Two other provisions, which were talked about in the trade press, amount to a yummy caramel and one of those coconut-filled ones that a person either loves or hates. The first delays enforcement of the hated two-midnight rule that CMS imposed upon hospitals last year, under the aegis of Obamacare. What—you don’t know about the two-midnight rule? Read here what kind of havoc it is going to wreak on seniors across the country, even before it’s enforced. The other delays, by at least a year, the deadline for healthcare organizations to bill using the new (relatively speaking; it has been out there since 1992!) diagnosis code set known as ICD-10. Because many existing billing systems were hard-coded for the previous version, ICD-9, lots of health IT folks have been in a mad dash to meet the October 1 deadline. It has been likened to healthcare’s version of Y2K.
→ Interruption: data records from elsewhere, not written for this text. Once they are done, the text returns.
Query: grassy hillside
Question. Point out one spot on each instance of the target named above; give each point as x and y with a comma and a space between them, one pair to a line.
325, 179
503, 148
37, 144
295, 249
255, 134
Nobody, yet, really knows who snuck the ICD-10 adoption delay into H.R. 4302. But it is now law, and the CMS chief who promised health IT leaders in February that there would be no more delays—I hopes she likes eating crow.
To me, by far the bigger issue is that my industry now toils at the whim of the likes of John Boehner, Nancy Pelosi, Harry Reid, and Mitch McConnell, along with their cronies. We signed that deal with the devil many decades ago, when we allowed our “leaders” to insert government into the health insurance business; it started with Medicare and Medicaid, and the slope has been getting more slippery ever since. This is a dance many of us don’t like, but without radical alternatives, we have little choice but to snuggle up to our diabolical partner.
I am doing some research into the dissident outfit out in the heartland, the Surgery Center of Oklahoma. Seems like a promising model, if only we can extract our Medicare population from the grips of Congress, the CMS, and their whims. I’m tired of dancing….
(As always, posts on this blog reflect my views alone, and not those of my employer.)